In a Word: Putting the ‘Horse’ in ‘Hippopotamus’
Managing editor and logophile Andy Hollandbeck reveals the sometimes surprising roots of common English words and phrases. Remember: Etymology tells us where a word comes from, but not what it means today.
You might think that someone suffering from hippophobia has a debilitating fear of hippopotamuses. But that isn’t the case. The hippo- part hippophobia comes from Greek word hippos “horse” — hippophobia is a fear of horses.
The name for the third largest land animal on the planet comes from the Greek hippos potamios, meaning “river horse,” borrowed into Latin and eventually becoming, by the mid-16th century, hippopotamus. It’s a good descriptive name: It’s got four legs, like a horse, and it spends up to 16 hours a day in the water to keep its hide from drying out.

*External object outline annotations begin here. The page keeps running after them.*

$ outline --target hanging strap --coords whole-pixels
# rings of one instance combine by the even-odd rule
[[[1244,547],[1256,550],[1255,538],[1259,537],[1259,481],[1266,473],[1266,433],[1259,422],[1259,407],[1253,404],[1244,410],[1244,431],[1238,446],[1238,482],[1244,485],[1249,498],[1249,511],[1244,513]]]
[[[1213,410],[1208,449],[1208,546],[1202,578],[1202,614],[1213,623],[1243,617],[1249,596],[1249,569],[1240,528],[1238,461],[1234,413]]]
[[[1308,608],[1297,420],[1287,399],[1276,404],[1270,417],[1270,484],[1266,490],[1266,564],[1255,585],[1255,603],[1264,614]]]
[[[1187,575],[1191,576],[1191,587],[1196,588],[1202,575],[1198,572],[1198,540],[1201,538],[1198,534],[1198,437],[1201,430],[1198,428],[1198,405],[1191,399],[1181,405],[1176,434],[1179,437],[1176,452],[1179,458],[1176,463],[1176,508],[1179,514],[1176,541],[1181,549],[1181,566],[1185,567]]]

Don’t even dream of strapping a saddle on one of these big beasts and riding off into the African sunset, though; genetically, hippos are more closely related to pigs and whales than to horses, and according to the National Wildlife Federation, they kill about 3,000 people a year. Best to admire them from a distance.
That leaves us with one question: If hippophobia is a fear of horses, what word describes a debilitating fear of hippopotamuses? If the need ever arose to diagnose such a condition, hippopotamophobia is the likeliest candidate.
About the plural: Hippopotamus didn’t enter English directly from the Greek, but was first borrowed into Latin; therefore, the Latin plural form hippopotami is acceptable. But because hippopotamus is an English word, standard English pluralization rules can be applied to it as well, so hippopotamuses is also an acceptable — and often preferred — plural.